Getting hex through Cin

Question

Why doesn't this code work?

int x;
cin >> x;

With the input of 0x1a I get that x == 0 and not 26.

Why's that?

Answer 1

Actually, You can force >> operator to get and properly interpret prefixes 0 and 0x. All you have to do is to remove default settings for std::cin:

std::cin.unsetf(std::ios::dec);
std::cin.unsetf(std::ios::hex);
std::cin.unsetf(std::ios::oct);

Now, when you input 0x1a you will receive 26.

Answer 2

#include<iostream>
using namespace std;

int main()
{
    int data[16];
    cout << "enter the 16 hexadecimal numbers\n";
    for(int i = 0;i < 16;i++)
    {
        if(cin >> hex >> data[i])
            cout << "input worked\n";
        else{
            cin.clear();
            cout << "invalid input\n";
        }
    }
}

Answer 3

Your code should read:

int x;
cin >> hex >> x;

By default cin will expect any number read in to be decimal. Clearly, 0x1a is not a valid decimal and so the conversion cannot take place. To get it to work we have to use the stream modifier hex which prompts cin to expect number conversion from hexadecimal rather than decimal.

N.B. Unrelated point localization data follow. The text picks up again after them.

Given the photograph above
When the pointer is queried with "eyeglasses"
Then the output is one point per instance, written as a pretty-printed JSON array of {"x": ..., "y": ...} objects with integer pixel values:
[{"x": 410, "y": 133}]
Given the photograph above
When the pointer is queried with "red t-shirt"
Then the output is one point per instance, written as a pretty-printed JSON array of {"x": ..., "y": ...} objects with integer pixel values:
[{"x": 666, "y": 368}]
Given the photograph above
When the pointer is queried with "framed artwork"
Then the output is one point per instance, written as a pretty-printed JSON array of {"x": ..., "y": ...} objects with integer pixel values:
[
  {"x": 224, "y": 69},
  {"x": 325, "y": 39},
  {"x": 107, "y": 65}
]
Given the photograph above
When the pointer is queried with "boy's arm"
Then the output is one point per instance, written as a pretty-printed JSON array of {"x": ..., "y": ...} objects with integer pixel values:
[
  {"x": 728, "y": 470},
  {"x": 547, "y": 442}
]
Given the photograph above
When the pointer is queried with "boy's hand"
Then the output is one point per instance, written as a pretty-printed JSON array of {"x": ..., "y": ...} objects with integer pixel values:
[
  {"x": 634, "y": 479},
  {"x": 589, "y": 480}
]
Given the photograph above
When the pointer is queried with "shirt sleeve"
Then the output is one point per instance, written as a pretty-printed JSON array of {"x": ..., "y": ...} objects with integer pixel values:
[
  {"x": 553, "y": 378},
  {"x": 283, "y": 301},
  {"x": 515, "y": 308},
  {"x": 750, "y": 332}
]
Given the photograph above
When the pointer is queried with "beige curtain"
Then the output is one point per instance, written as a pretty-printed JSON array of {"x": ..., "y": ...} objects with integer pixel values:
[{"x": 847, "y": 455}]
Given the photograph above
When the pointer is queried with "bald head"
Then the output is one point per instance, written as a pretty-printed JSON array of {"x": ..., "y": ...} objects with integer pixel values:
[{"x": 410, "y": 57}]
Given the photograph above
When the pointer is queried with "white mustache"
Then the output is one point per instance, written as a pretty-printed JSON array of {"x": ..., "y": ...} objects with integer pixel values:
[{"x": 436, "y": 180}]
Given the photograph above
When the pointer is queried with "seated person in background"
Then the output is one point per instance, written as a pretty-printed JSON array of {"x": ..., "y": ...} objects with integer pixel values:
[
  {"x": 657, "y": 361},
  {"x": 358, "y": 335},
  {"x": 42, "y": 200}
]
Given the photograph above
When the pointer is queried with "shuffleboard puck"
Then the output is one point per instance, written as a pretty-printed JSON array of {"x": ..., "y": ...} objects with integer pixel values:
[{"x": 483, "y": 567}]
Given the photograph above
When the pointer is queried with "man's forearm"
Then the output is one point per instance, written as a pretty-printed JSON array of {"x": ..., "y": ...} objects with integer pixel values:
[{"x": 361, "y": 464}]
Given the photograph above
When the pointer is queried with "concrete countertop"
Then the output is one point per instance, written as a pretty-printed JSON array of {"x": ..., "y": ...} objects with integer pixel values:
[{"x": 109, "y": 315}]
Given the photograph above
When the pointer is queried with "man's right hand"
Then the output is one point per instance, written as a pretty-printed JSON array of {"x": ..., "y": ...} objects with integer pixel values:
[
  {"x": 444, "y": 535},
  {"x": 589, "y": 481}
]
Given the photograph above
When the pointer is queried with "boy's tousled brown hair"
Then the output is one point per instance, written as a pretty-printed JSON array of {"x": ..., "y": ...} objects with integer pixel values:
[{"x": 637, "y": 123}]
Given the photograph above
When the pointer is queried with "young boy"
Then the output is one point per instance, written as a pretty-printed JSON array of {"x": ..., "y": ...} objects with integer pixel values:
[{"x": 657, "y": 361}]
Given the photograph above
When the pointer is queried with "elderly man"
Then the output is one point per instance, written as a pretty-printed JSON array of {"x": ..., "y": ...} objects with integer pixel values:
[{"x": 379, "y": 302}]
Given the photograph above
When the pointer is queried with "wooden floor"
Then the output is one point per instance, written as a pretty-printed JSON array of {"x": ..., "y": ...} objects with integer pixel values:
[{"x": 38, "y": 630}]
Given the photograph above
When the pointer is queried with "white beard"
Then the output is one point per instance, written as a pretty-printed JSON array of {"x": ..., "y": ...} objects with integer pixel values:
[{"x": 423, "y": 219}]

The 0x prefix is optional in this case so the input 10 would be read and stored as decimal 16.

Answer 4

Think of << and >> when using std::cout/std::cin like so:

std::cout << x means get the value from x

std::cin >> x means put the value into x

Notice the directions in which the operators are pointing. That should give you a hint as to what they do when using these functions.

The reason that you are getting 0 as a result and not 26 is because std::cin will parse the all non numeric characters from your input. After all, x is an int, it won't recognize 0x as a part of a hexadecimal number. It would of had the same behavior if the input was 9x2 (the result would simply be 9).

Answer 5

I believe in order to use hex you need to do something like this:

cin >> hex >> x;
cout << hex << x; 

you can also replace hex with dec and oct etc.